In other words, if "exploitive" corporations are unable to set up shop in nation A, they will move on to nation B. Is this maddening? Of course it is. But that's the choice available. Only the most gullible Utopian can believe for ten seconds that corporations will enter the Third World and pay First World wages. And by acting as proxy saviors for Third World labor, many American liberals (or "progressives," as they sometimes applaud themselves) work against the interests of ordinary Third World workers who, in choosing between a lousy job and no job, will probably choose a lousy job.
And on similarly confused grounds: Only the most addled anti-globalist can curse job flight from the First World to the Third and at the same time pretend to care about Third World labor. Again, there's a hard choice of priorities to be made: Is liberalism more interested in protecting jobs here, or more interested in establishing "fair" labor in the Third World? Of course, economic growth is not necessarily a zero-sum gain...in other words, it is possible to have economic activity in both the First and Third World.
However, economic growth is a long-term proposition...it does not, cannot, and never has, occurred overnight. The inescapable fact is this: hard choices must be made about priorities, and those hard choices are precisely makes liberalism break out in hives.
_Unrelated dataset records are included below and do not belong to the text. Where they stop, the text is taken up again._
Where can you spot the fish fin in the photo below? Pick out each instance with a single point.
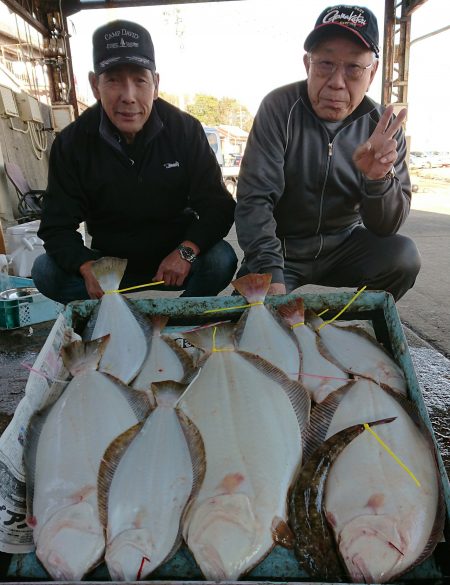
(439, 522)
(320, 420)
(293, 312)
(296, 392)
(315, 546)
(210, 337)
(109, 271)
(313, 319)
(167, 393)
(253, 287)
(81, 356)
(142, 402)
(5, 419)
(88, 328)
(437, 530)
(110, 460)
(31, 441)
(240, 327)
(282, 534)
(159, 322)
(197, 452)
(186, 360)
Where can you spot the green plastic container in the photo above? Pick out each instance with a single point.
(25, 311)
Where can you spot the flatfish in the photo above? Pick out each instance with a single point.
(359, 353)
(64, 447)
(147, 476)
(391, 518)
(165, 360)
(314, 543)
(319, 374)
(251, 417)
(115, 316)
(261, 331)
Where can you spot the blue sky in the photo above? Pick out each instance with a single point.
(245, 48)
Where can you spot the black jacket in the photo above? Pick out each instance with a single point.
(137, 205)
(299, 193)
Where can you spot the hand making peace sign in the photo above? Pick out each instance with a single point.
(376, 157)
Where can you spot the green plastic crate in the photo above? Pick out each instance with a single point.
(28, 310)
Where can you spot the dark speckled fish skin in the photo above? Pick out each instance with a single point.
(314, 544)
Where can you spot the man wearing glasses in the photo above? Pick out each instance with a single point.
(324, 187)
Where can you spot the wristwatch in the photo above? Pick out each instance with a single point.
(187, 253)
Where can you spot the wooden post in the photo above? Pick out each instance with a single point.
(2, 240)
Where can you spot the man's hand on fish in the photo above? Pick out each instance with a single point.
(376, 157)
(277, 288)
(93, 288)
(173, 270)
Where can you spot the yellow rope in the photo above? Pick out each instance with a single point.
(214, 349)
(232, 308)
(392, 454)
(344, 309)
(110, 292)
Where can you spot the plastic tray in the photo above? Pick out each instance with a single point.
(27, 311)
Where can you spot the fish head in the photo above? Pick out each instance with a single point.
(373, 548)
(131, 555)
(71, 542)
(223, 534)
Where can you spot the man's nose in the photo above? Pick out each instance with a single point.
(337, 78)
(128, 93)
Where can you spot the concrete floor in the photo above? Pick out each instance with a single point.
(424, 312)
Granted, there's another thing that today's liberals and progressives could try: stop whining and take action. For instance: instead of just griping from the sidelines about Nike and Shell and other multi-nationals, take matters into your own hands. Get organized and set up your own "progressive" factory in the Third World...lead by example. Don't like the way clothing factories exploit Chinese labor? Set up your own clothing factory with "non-exploitive" labor standards. Don't like the exploitation of Indonesian labor in Nike factories? Do something about it...get organized and establish your own shoe factory.
And that surely won't happen. It's a breeze to be generous with someone else's money and time ... and besides, setting up a factory is awfully hard work. It's so much more emotionally satisfying to criticize others, then hurry home to catch a flick on cable (Oops! Giving money to Time-Warner??? Where'd those liberal bona fides go??!!)
However, when your own money and time are at stake, hard choices are inescapable. Given the liberal allergy to hard choices, we can safely predict that the Left will remain on the sidelines...which is, of course, absolutely terrific news for the Right, which continues to gleefully slam dunk the tattered Left on so many fronts: economic, legal, social. Surely, the Right must end each evening with rounds of laugher and ask one another: "With enemies like today's inept liberals, who needs friends?"
These days, conservatives accuse liberals of indulging in politically correct feelings--or, as William F. Buckley puts the matter, liberals tend to retreat into "pleasant thoughts." The point, of course, is that contemporary liberalism is interested in symbol, not substance.
At the moment, a hot topic among the liberal intelligentsia is urban sprawl. You know, the non-stop growth of highways, roads, faceless new home constructions, ugly strip malls, etc., etc. Our growth-obsessed society is chewing up more and more land--Mother Nature is sacrificed on the altar of a record-busting economy.
Now, keep that cursed urban sprawl in mind as we consider another liberal fixation: affordable housing. California, long on the cutting edge of both Left (and Right) wing nuthatch schemes, is embroiled in a dispute about affordable housing. Hectoring do-gooders spew impassioned rhetoric about the "crisis" of affordable housing and demand that "society" find "solutions." Elected officials, suffering from knee-knocking fear of crusading special interest groups, offer pious promises to "address" the "affordable housing crisis."